Dès les premières pages, le ton est donné. La narration n’obéit pas à une linéarité scolaire, mais épouse le souffle discontinu de l’artiste, entre éclats de génie, ruptures brutales et fulgurances esthétiques. Miles y apparaît tour à tour enfant curieux, jeune lion affamé de nouveauté, visionnaire intransigeant, puis vieille âme en perpétuelle quête. Car ce que Chisholm explore, c’est moins la chronologie que la psyché sonore de Davis : son besoin vital de renouveler sa musique, de repousser les frontières du jazz — qu’il s’agisse du be-bop, du cool, du modal ou du jazz fusion.
Graphiquement, l’ouvrage est une réussite totale. Le trait, à la fois anguleux et fluide, traduit l’intensité des improvisations, tandis que la mise en couleur — audacieuse, presque synesthésique — évoque les nuances harmoniques de Kind of Blue, l’électricité de Bitches Brew ou la rugosité de ses années funk. Certaines planches deviennent presque abstraites, comme si la bande dessinée elle-même se transformait en solo visuel.

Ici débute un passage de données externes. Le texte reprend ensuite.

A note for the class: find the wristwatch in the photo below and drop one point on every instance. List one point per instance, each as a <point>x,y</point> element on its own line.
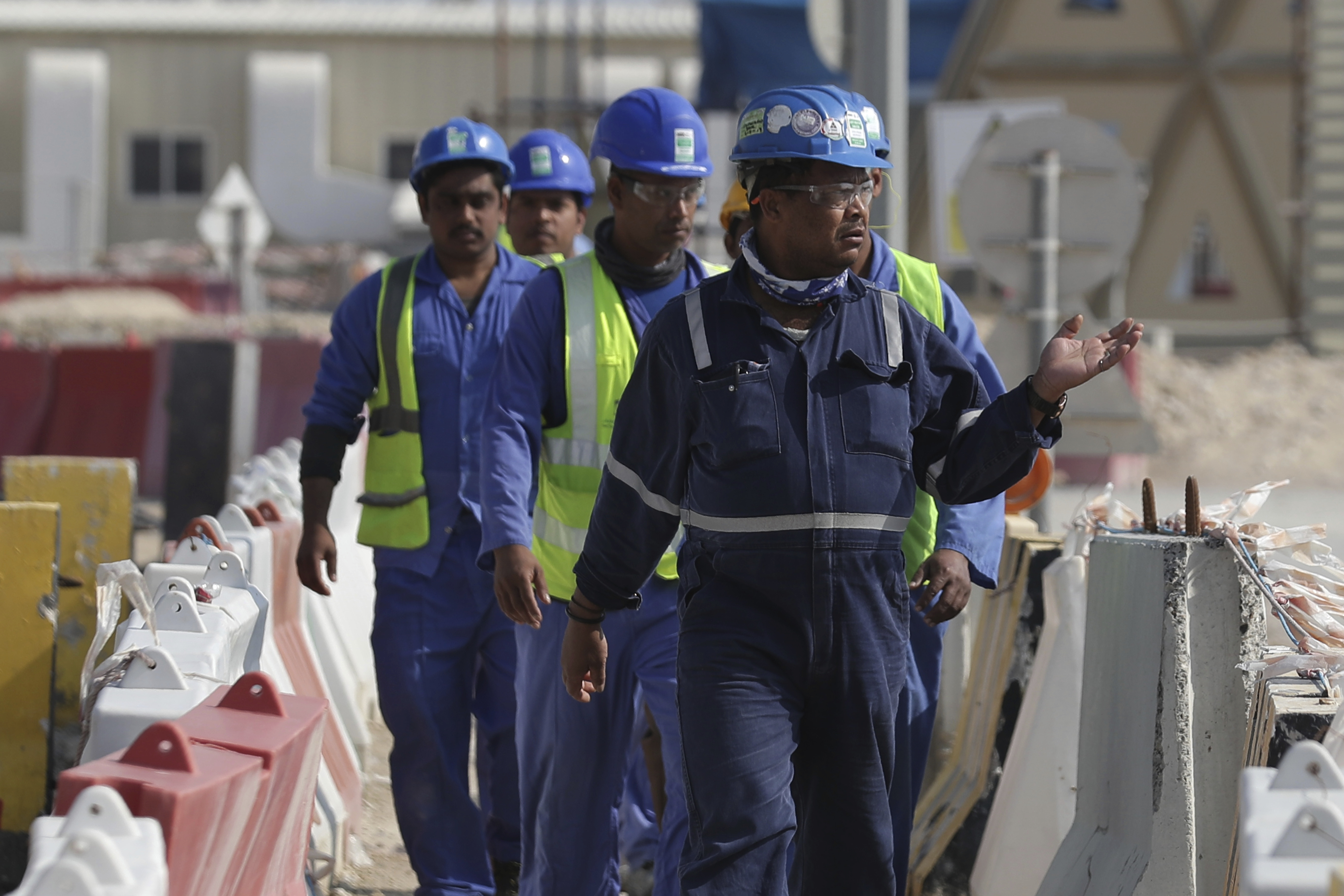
<point>1050,409</point>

Mais ce qui rend cette œuvre précieuse, c’est aussi la profondeur de sa réflexion sur le son. Pas simplement le son comme phénomène acoustique, mais comme quête existentielle, comme matière vivante que Miles sculpte, détruit, reconstruit. À travers lui, Chisholm interroge le prix de l’exigence artistique, la solitude du génie, le silence comme horizon.
À mettre entre toutes les mains, que l’on soit mordu de jazz ou simplement curieux de comprendre ce que signifie vivre pour créer. “Miles Davis et la quête du son” n’est pas qu’un hommage : c’est une immersion. Une jam session intime entre la musique et le dessin.